Fig. 3. Camk2a neurons exhibit region-specific proteomic differences in adult mouse brain.

a Experimental outline for LFQ-MS studies performed on biotinylated proteins enriched using streptavidin beads from Rosa26^TurboID/wt/Camk2a-Cre^Ert2 and littermate control (Camk2a-Cre^Ert2) mice (n = 2 mice per experimental group, five regions per mouse with 2 technical replicates per region). Asterisk (*) indicates technical replicates for each brain region from Rosa26^TurboID/wt/Camk2a-Cre^Ert2 mice. b Principal Component Analysis (PCA) of MS data after normalization to TurboID abundance in each sample/brain region. PCA identified distinct clusters based on region except for hippocampal and cortical regions clustering together. Three PCs explained 30%, 14 and 13% of variance, respectively. c Clustering representation of protein abundance data of core groups of proteins most highly expressed in specific brain regions with at least 4-fold higher levels in a specific region compared to all other regions (p ≤ 0.05). STRING analysis identified networks of known direct (protein-protein) and indirect (functional) interactions within core regional protein signatures. d Heatmap representation, based on enrichment Z-scores, of KEGG pathways, Pathway Commons, and diseases from the Comparative Toxicogenomics Database (CTD) enriched in core regional proteins. For related MS data and additional analyses, see Supplementary Data 9, 11, 12, and 13. The figure was partly generated using Servier Medical Art, provided by Servier, licensed under a Creative Commons Attribution 3.0 unported license.

Fig. 4. Neuron-specific regional differences in cellular signaling and cytokine levels.

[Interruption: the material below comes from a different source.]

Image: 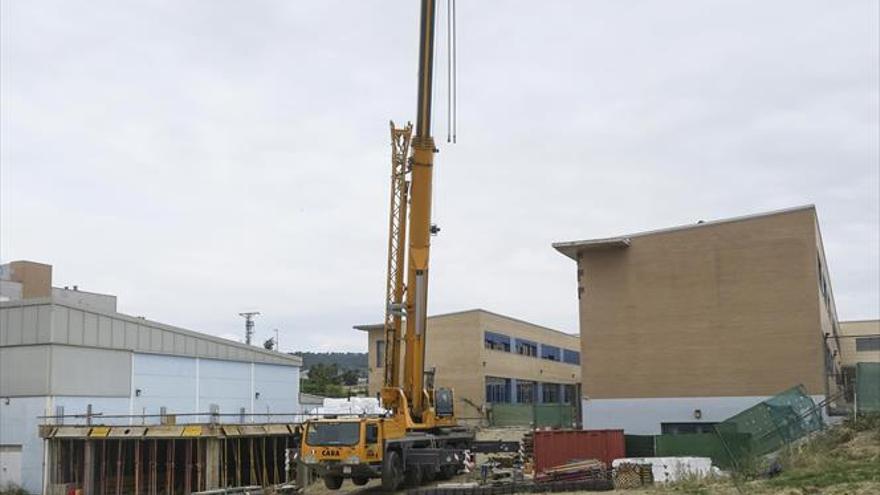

a Cartoon showing standard and adapted Luminex methods to measure total and biotinylated proteins. b Cartoon representation of standard and adapted Luminex approaches to measure cytokines, MAPK and Akt/mTOR phospho-proteins in brain lysates from Rosa26^TurboID/wt AAV and transgenic cohorts. c–e Fluorescence values for cytokines, MAPK and Akt/mTOR phospho-proteins measured using standard and adapted assays, from Rosa26^TurboID/wt/AAV9-hSyn-Cre mice (n = 3/group). Predominantly neuron-derived cytokines or phospho-proteins have similar fluorescence values in both standard and adapted assays, while predominantly non-neuronal cytokines or phospho-proteins have a markedly lower adapted assay readout as compared to the standard assay, determined by pairwise comparison between control and labeled mice (also see Supplementary Data 17). Data shown as mean ± SEM. f PCA of adapted Luminex assays performed on brain lysates from the Rosa26^TurboID/wt transgenic cohort, showing regional differences (CTX, ST, PM, and CB) based on cytokines and MAPK and Akt/mTOR phospho-proteins. Fluorescence values from adapted assays from labeled (Rosa26^TurboID/wt/Camk2a-Cre^Ert2) and non-labeled controls (Camk2a-Cre^Ert2) brain lysates were normalized to TurboID abundance from MS studies after which signal from adapted assays from control mice was subtracted. g, h Heat map summarizing HCA of normalized data from adapted Luminex assays. Analyses of cytokines and phospho-proteins from MAPK and Akt/mTOR pathways are shown, revealing region specific signatures. Overall, neuron-derived cytokines had higher levels in the cerebellum and relatively lower levels in the cortex while phospho-proteins, particularly from the Akt/mTOR pathway had higher levels in the cortex and lower levels in the cerebellum. Related raw and normalized Luminex data from all animals from AAV and transgenic cohorts are included in Supplementary Data 19–21. i An integrated tSNE of core regional proteomic signatures and Luminex data showed clustering of Akt/mTOR signaling with cortex-specific proteins while elevated cytokines clustered with the cerebellar proteomic signature and MAPK clustered with striatal/thalamic proteomic signature. (see Supplementary Data 18 for statistics). The figure was partly generated using Servier Medical Art, provided by Servier, licensed under a Creative Commons Attribution 3.0 unported license. Source data are provided as a Source Data file.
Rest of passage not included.